20% Theatre Company is thrilled to present Rapture, Blister, Burn by Gina Gionfriddo at the Minneapolis Theatre Garage April 26 – May 10, 2014. Opening night is less than a week away! We are giving you the chance to learn a little bit about the artists involved in this production. Meet Christine Sweet in this interview!
Can you tell us a little but about yourself and your background? How/when/why did you get into theatre?
I was in an acting apprentice program in Boston many years ago. At age 25 I chose a different career path, radio broadcasting. I didn’t formally return to theater, i.e., auditioning, till a few years ago when I was cast in Freshwater Theatre Company’s Desperation Panties, directed by Claire Avitabile. Since then I’ve had roles in several Twin Cities theater productions, and it’s been like coming home. I am absolutely thrilled to be part of 20% Theatre’s production of Rapture, Blister, Burn.
Tell us a little about the character you will be playing in Rapture, Blister, Burn.
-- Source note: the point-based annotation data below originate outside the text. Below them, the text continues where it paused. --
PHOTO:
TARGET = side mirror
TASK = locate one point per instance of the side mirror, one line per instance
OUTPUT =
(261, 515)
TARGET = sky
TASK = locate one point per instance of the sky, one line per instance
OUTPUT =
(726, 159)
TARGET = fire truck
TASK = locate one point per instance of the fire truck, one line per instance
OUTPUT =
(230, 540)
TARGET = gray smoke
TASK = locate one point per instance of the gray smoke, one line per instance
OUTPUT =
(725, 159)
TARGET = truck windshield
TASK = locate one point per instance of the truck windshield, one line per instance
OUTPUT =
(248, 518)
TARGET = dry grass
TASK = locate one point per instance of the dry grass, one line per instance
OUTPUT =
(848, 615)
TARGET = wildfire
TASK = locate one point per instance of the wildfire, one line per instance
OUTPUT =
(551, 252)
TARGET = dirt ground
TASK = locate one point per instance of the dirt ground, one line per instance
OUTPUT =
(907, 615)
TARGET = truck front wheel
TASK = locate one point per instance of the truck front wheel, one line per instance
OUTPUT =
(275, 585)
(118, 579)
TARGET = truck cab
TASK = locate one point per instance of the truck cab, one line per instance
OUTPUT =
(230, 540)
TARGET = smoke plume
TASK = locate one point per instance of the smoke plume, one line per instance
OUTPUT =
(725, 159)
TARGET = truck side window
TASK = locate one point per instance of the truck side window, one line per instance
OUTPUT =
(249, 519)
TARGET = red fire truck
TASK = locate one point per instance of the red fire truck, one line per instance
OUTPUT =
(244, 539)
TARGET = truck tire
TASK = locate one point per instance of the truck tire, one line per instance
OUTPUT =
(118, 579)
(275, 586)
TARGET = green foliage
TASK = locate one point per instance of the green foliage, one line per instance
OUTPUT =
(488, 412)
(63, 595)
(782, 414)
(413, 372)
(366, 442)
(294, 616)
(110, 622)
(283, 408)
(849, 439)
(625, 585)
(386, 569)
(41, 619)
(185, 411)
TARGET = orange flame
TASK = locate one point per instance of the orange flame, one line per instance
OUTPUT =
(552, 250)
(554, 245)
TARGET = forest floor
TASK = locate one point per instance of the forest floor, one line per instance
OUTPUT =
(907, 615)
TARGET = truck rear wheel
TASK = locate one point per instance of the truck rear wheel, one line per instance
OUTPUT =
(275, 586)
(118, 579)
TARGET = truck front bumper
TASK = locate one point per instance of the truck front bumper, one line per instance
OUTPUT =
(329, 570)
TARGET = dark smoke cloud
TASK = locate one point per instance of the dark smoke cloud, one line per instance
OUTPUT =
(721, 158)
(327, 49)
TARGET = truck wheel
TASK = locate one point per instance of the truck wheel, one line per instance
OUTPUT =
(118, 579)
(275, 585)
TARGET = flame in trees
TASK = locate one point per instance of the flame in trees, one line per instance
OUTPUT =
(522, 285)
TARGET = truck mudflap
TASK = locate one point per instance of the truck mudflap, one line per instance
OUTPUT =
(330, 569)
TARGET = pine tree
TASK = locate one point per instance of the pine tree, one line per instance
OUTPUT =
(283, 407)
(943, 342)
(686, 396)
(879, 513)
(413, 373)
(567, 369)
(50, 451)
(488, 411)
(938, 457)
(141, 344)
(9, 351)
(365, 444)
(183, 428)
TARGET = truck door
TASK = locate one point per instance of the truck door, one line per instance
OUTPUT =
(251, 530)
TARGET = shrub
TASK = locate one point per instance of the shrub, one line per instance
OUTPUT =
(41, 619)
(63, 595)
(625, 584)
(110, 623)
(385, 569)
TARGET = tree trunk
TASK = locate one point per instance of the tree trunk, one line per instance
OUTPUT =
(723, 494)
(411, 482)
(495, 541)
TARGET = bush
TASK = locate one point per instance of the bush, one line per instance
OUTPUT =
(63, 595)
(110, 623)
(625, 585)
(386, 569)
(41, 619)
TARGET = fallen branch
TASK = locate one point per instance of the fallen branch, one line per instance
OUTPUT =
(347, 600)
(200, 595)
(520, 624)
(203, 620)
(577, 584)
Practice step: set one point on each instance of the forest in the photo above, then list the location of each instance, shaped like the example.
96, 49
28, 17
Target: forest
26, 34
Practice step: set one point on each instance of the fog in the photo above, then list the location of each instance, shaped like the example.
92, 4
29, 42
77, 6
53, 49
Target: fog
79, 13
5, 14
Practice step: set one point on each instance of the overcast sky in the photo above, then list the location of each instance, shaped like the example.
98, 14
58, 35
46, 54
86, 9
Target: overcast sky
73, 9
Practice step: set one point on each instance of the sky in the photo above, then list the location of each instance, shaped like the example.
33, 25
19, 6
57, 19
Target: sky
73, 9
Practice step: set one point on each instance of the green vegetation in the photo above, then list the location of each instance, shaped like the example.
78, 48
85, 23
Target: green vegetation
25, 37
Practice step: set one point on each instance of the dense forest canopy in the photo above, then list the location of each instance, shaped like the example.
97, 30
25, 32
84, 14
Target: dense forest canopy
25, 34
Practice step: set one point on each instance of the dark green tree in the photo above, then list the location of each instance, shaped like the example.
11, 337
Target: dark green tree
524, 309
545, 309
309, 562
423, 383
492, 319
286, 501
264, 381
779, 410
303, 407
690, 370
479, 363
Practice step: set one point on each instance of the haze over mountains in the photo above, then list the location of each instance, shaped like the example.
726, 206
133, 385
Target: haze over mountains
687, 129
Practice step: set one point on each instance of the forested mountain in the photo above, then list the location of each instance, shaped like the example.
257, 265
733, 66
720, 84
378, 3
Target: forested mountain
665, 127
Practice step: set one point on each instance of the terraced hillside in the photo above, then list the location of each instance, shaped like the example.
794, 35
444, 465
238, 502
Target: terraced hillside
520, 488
Alice is the 70-ish mother of the lead character, Catherine. She has recently had a heart attack but does not want to be fussed over. She is devoted to her daughter and only child, whom she gave birth to later in life, and her goal is Catherine’s happiness and comfort. Unlike her daughter she’s not highly educated nor career-driven, but she’s perceptive and independent and I don’t think she could have raised a child like Catherine without possessing those traits. She’s enjoyed being a mother and has accepted her traditional role, but some of her advice for Catherine is a little surprising nonetheless. I imagine that Alice had quite an independent life as a single woman before she married and became a mother.In what ways do you personally relate to this character?Alice is a character from my mother’s generation, or the generation between my mother’s and mine. I’m a Boomer who came of age during a time of tremendous social change, including the women’s movement this play references, and my goals were facilitated by the feminism of that time. My life has been very different from my mother’s. However, I’m quite familiar with a lot of the traditional expectations of women that Alice represents, because those influenced my childhood and early adolescence as well.
Rapture, Blister, Burn is often called “a feminist play”. How would you describe the play? How do you feel about feminism and what it signifies today?
Rather than a “feminist play”, I would call it a play about feminism. It’s also about anti-feminism. And the consequences of both – yes, there’s something for everyone here! And it’s not just for women! The play offers no pat conclusions but reflects back to us, through the views and experiences of three generations, the complexities of the places in which we continue to find ourselves. While it is a comedy, working on RBB has stimulated deep discussion among our cast and director, and I’m sure it will do so among audiences.
Personally, I owe some of my significant career opportunities in a male-dominated field to feminism. Regardless, it has not been an easy ride. There were few women in radio when I started, and it was uncharted territory. I could write a book. Maybe I will someday. I feel concerned when I hear some young women today wishing not to be identified as feminist, or with what they think the word means – I admit I’m not sure what it means to them. Feminism was and is about freedom and equal rights. It concerns me that we are still in danger of losing some of the rights gained by the women’s movement, even as we often take them for granted now. The sense of deja vu and “didn’t we already fight this battle?” is stunning and frequently discouraging. Like the civil rights movement of the 1950s and ’60s, the struggle continues even while on the surface, so much progress has been made.
How do you personally balance the expectations of being female in our society with the concepts of feminism in your daily life?
Wow, I have so much to say about this, I couldn’t possibly cover it all here. The short version is, my life experiences have confirmed over and over that being true to myself is the most important thing to me. The point of feminism is having the freedom to do that, whatever it entails for me as a woman and whether or not all my desires coincide with feminist principles. Being told I can’t do something – a career, a sport, etc. – because I’m female was and is one of the most hurtful things I’ve ever heard in my life. But I never took it to heart, and feminism has helped me in that. Today in our society the opposite message is more prevalent, and I’m very glad of that.
What else do you do in the world, outside of theatre and/or working on this production?
I still work in radio, now as a producer after many years as an on-air host.
How did you get to Minneapolis? (Where did you grow up? Where are you from?)
I grew up in the Boston MA area and moved to Chicago in my late 20’s for a radio job. I’ve lived in the Twin Cities for over 30 years, having come here to work for MPR.